Bancroft's performance in 'Underworld' set the stage for memorable characterizations of gangster protagonists by Jimmy Cagney ('Public Enemy,' 1931), Paul Muni ('Scarface,' 1932), and Edward G. Robinson ('Little Caesar,' 1930), which all follow directly on from the model created by 'Underworld.'
The film's script, by Chicago newspaperman Ben Hecht, earned an Oscar for Best Screenwriting at the first-ever Academy Awards.
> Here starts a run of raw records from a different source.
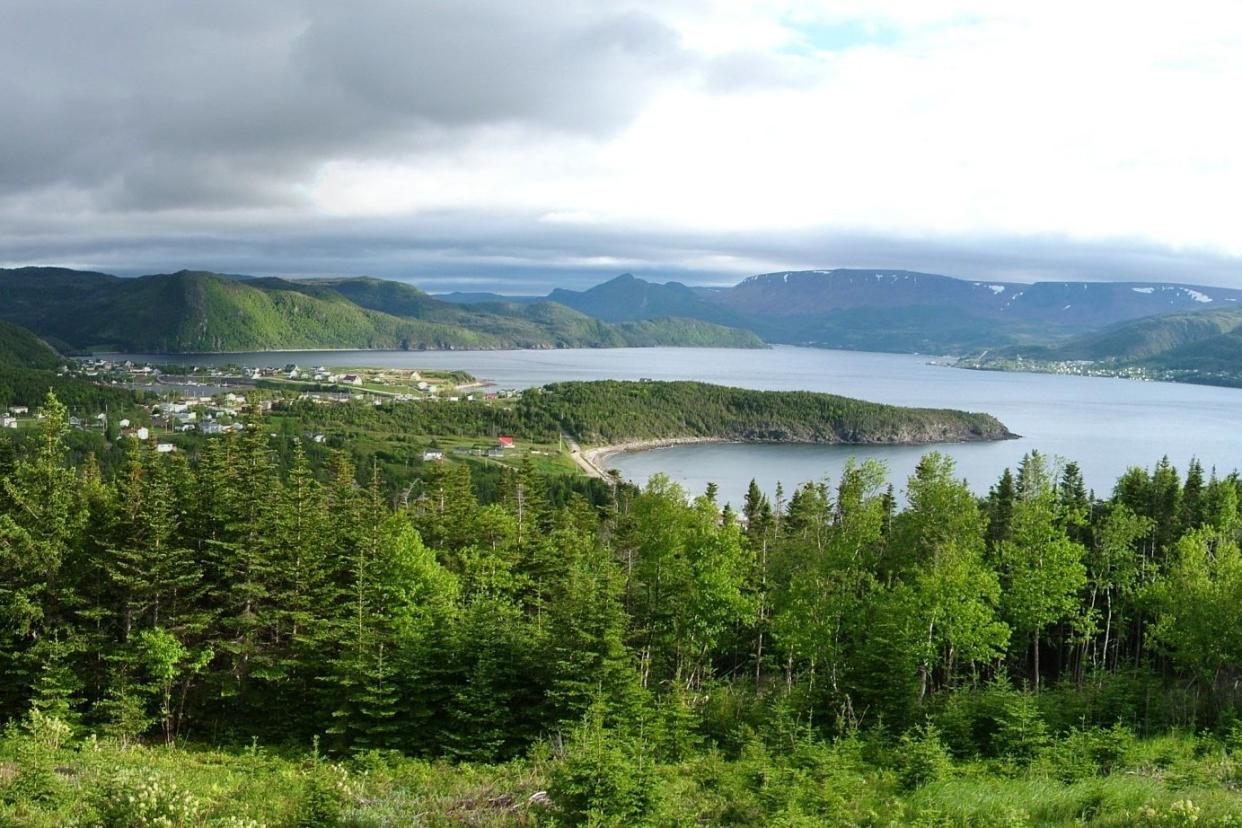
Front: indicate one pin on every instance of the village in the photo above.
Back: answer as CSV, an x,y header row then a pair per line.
x,y
206,401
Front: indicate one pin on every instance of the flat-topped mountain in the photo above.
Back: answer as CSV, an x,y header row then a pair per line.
x,y
193,310
897,310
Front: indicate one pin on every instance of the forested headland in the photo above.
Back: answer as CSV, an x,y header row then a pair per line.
x,y
216,639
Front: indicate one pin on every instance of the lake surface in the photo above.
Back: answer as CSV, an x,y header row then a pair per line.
x,y
1106,425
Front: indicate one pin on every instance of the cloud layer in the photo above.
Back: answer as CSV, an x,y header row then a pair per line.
x,y
529,144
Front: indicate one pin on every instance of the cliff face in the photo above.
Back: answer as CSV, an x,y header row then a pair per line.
x,y
965,430
611,412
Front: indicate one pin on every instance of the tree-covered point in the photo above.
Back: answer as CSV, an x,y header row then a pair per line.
x,y
819,658
616,411
1038,656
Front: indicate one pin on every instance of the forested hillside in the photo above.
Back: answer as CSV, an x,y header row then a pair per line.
x,y
1202,346
190,312
1036,657
19,346
617,411
612,411
27,373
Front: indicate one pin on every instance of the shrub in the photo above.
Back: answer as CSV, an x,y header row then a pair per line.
x,y
1093,751
922,757
145,801
601,776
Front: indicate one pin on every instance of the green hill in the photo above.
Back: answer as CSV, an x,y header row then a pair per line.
x,y
1202,346
29,369
1143,339
191,310
616,411
21,348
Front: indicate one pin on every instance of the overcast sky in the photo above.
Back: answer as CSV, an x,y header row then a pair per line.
x,y
485,144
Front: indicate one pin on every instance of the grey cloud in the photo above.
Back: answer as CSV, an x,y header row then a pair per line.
x,y
517,253
150,104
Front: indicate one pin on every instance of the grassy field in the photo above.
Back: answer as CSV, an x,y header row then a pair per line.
x,y
1178,780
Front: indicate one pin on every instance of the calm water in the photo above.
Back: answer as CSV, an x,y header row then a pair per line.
x,y
1106,425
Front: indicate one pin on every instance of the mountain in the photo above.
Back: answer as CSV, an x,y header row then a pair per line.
x,y
909,310
1202,346
29,369
627,298
21,348
191,310
896,310
1143,339
476,297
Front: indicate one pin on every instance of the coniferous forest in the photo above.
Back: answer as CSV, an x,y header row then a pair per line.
x,y
227,638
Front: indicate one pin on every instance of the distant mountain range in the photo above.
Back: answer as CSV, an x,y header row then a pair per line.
x,y
190,312
866,309
897,310
1200,346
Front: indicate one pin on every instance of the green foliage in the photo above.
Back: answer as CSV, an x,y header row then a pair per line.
x,y
615,411
922,757
193,312
604,778
835,661
147,801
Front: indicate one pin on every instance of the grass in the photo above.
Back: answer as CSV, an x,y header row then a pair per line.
x,y
1178,780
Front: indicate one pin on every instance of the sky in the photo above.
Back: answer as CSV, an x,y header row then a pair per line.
x,y
521,145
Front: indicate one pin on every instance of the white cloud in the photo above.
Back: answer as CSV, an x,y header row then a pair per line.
x,y
947,119
1093,122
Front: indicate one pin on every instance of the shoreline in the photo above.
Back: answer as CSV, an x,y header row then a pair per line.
x,y
593,459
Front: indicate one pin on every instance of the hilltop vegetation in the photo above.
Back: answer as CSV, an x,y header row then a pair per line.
x,y
898,310
612,411
1202,346
616,411
19,346
29,371
211,641
206,312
The film is also noted for director von Sternberg's innovative use of black-and-white photography, which presaged many film noir techniques in following decades.
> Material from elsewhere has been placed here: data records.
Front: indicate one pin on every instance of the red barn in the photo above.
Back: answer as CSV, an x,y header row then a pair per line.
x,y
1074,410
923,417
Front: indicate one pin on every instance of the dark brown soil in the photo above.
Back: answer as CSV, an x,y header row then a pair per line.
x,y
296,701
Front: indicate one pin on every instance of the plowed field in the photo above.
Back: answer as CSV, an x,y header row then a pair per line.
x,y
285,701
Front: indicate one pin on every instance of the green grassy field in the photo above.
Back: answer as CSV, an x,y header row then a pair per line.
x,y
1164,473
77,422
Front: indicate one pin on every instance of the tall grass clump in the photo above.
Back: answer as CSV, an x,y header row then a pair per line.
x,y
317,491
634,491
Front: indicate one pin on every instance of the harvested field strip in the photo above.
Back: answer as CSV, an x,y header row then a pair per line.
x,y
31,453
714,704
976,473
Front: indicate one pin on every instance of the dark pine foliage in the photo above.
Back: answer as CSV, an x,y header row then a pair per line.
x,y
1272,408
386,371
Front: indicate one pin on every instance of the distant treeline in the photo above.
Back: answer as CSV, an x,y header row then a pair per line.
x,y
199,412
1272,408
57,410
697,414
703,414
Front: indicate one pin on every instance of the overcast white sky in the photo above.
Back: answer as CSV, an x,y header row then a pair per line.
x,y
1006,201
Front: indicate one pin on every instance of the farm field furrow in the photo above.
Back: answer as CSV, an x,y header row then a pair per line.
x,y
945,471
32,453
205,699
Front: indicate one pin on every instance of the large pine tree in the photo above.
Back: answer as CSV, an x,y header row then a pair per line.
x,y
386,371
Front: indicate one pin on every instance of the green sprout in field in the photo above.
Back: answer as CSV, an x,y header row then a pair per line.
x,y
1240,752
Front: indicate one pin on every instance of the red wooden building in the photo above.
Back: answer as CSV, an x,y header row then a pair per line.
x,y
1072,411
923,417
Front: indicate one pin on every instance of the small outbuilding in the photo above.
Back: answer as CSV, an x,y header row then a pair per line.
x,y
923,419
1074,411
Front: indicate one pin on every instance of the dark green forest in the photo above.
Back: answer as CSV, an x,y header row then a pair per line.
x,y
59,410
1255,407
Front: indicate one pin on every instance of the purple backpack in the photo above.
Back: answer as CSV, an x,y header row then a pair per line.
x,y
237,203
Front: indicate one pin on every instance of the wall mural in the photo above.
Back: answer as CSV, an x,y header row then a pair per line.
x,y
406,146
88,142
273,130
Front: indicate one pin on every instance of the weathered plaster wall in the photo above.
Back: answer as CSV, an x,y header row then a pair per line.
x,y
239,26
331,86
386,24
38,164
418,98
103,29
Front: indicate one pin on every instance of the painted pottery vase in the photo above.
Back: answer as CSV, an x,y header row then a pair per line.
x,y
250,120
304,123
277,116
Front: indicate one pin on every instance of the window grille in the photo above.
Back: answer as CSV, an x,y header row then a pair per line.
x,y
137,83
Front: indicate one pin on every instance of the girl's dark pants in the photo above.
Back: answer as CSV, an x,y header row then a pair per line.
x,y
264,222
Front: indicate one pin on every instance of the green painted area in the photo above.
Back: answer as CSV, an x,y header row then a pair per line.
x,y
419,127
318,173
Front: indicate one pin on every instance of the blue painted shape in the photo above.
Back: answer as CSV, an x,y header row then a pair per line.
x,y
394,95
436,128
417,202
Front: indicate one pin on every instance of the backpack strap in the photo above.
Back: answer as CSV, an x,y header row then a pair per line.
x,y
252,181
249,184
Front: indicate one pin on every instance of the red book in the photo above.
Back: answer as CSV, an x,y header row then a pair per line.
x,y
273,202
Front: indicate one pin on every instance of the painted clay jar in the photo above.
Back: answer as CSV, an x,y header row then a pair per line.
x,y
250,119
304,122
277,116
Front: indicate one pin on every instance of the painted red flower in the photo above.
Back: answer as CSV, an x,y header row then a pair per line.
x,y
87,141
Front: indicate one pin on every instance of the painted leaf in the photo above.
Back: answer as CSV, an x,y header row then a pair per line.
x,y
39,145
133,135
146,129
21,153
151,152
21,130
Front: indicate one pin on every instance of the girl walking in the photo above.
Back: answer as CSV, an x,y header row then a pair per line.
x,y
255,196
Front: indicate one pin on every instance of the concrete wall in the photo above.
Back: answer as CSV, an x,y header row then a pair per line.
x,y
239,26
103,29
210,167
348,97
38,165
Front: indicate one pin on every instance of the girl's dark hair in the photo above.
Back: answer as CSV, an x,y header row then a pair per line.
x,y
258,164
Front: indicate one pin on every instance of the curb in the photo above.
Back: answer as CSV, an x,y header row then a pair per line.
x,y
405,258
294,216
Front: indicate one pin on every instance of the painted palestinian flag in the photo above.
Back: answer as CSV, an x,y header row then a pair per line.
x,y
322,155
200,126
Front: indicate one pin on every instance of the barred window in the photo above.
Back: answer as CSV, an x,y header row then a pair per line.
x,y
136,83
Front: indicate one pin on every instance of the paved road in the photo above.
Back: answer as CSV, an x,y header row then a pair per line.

Director Von Sternberg was obsessed by light, and developed methods of “painting” his compositions with the arrangements of lamps, scrims, and reflectors on the set. Today he is remembered most for having used that skill in a series of films he made with Marlene Dietrich, starting with 'The Blue Angel' (1930) and continuing in six more star vehicles made in Hollywood, including 'Morocco' (1930) and 'Shanghai Express' (1932).
'Underworld' is the latest in a monthly series of silent films presented with live music in the Manchester Public Library's vintage 1913 Carpenter Auditorium. A wide range of rarely seen silent films are shown at the library, with screenings generally taking place on Tuesdays at 6 p.m.
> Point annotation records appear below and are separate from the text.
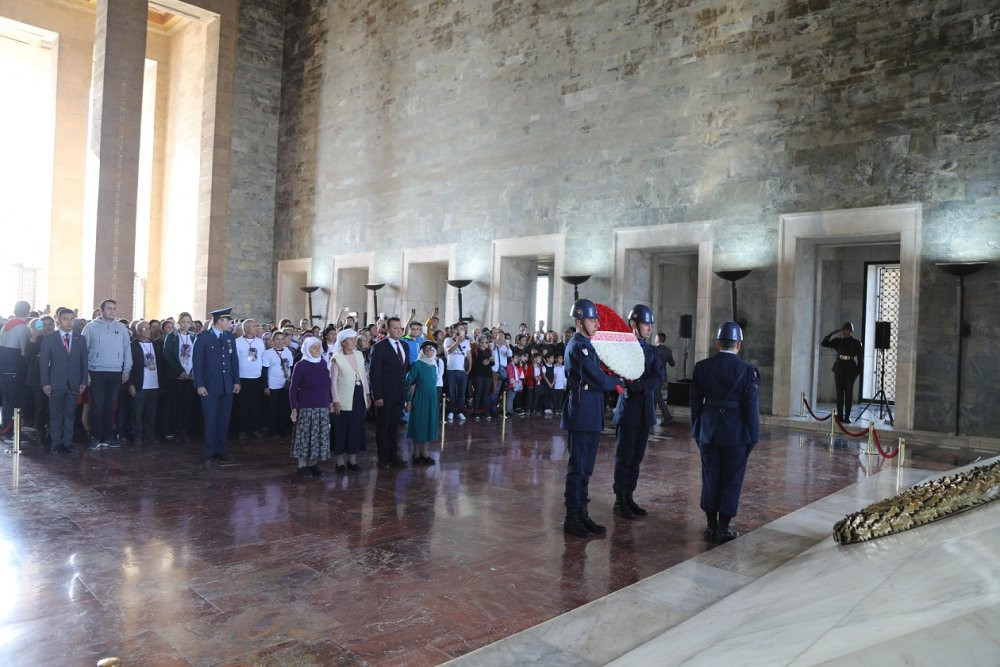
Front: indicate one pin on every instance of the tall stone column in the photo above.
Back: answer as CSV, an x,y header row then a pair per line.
x,y
116,110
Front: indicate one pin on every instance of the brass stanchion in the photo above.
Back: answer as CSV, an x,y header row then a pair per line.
x,y
870,445
16,449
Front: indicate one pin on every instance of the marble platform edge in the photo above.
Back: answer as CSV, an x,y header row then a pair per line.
x,y
650,607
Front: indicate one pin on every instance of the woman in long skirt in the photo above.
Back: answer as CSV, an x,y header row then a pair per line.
x,y
421,383
310,397
351,400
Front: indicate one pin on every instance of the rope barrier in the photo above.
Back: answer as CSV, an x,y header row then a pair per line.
x,y
853,434
813,414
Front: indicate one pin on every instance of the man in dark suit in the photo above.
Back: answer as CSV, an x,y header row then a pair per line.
x,y
635,415
583,417
387,375
725,422
62,365
216,378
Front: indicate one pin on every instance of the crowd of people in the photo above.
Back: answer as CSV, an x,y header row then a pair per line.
x,y
105,382
108,381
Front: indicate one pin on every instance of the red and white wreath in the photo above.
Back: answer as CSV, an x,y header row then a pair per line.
x,y
617,347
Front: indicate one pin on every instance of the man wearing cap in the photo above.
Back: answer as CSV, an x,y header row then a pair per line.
x,y
846,368
216,369
583,417
725,422
635,415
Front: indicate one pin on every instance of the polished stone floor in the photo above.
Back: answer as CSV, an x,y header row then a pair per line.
x,y
144,554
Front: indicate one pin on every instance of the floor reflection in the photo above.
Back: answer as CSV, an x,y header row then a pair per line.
x,y
145,554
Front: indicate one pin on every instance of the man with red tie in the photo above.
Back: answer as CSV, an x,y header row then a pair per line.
x,y
62,365
387,375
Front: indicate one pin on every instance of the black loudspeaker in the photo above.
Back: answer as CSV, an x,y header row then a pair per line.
x,y
686,326
883,335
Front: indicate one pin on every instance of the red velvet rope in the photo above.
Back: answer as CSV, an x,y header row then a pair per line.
x,y
809,408
859,434
881,451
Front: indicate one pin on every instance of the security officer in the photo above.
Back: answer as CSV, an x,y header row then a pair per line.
x,y
725,422
846,368
635,415
583,417
216,377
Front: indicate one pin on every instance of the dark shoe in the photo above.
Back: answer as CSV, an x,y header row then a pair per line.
x,y
638,511
621,508
574,526
588,523
723,535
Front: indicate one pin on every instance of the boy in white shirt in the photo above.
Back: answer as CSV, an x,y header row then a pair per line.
x,y
277,364
558,384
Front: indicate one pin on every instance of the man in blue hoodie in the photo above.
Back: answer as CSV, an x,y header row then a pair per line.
x,y
109,361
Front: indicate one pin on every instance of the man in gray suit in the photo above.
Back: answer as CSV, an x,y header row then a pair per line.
x,y
62,364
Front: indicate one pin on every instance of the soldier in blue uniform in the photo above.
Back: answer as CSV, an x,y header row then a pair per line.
x,y
216,377
583,417
635,415
725,422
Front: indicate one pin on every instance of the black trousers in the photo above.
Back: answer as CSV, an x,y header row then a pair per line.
x,y
249,404
661,404
387,430
104,388
481,389
629,452
62,410
180,407
278,411
722,471
844,380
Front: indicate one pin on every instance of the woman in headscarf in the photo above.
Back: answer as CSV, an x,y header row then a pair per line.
x,y
421,383
351,400
311,402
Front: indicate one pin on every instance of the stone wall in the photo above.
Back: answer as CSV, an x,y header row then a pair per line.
x,y
484,121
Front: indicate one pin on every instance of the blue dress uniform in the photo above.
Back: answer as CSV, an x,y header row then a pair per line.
x,y
634,416
216,368
725,422
583,417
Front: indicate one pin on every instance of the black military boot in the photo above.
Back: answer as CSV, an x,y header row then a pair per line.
x,y
573,525
712,526
632,505
588,523
622,508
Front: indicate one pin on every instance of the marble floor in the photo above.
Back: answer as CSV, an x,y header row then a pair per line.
x,y
786,594
145,554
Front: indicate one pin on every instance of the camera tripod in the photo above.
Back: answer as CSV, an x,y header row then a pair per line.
x,y
880,397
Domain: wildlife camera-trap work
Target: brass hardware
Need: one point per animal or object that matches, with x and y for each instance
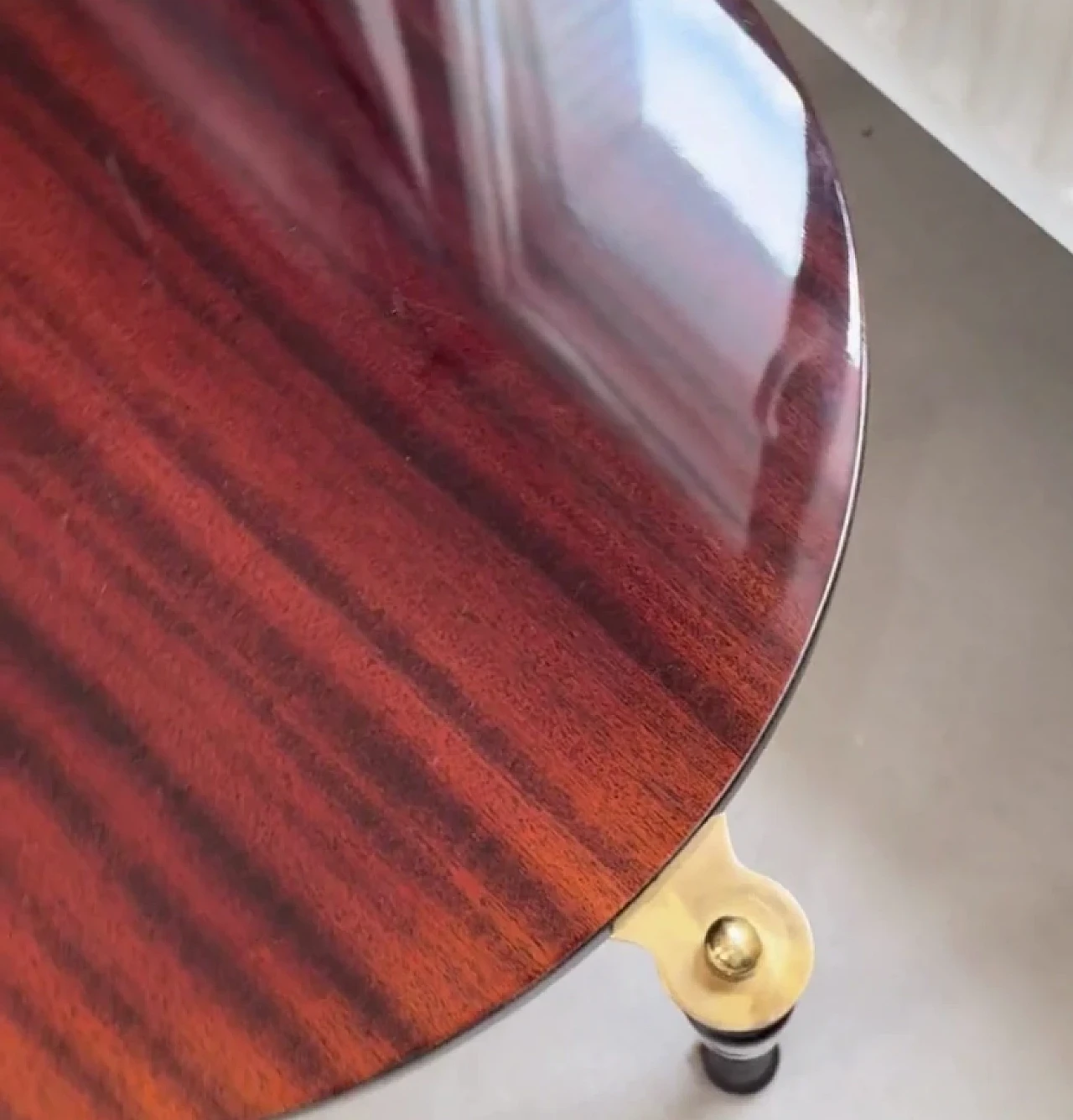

Upcoming silent film screenings at the Manchester Public Library include:
• Tuesday, June 26, 2012, 6 p.m.: 'Spite Marriage' (1929); Buster Keaton's last silent feature finds the poker-faced comic smitten so much by stage actress Trilby Drew (Dorothy Sebastian) that he joins the cast of her production. The fun really starts when she asks Buster to marry her, but only to get even with an old flame. Classic Keaton comedy, underrated and full of great routines. Admission free, donations encouraged.
• Tuesday, Aug. 7, 2012, 6 p.m.: 'Four Sons' (1928); director John Ford's drama about four brothers from Bavaria who become embroiled in World War I — but not on the same side! Interesting period drama set in Europe, carried by great story but with plenty of historical interest as well. Admission free, donations encouraged.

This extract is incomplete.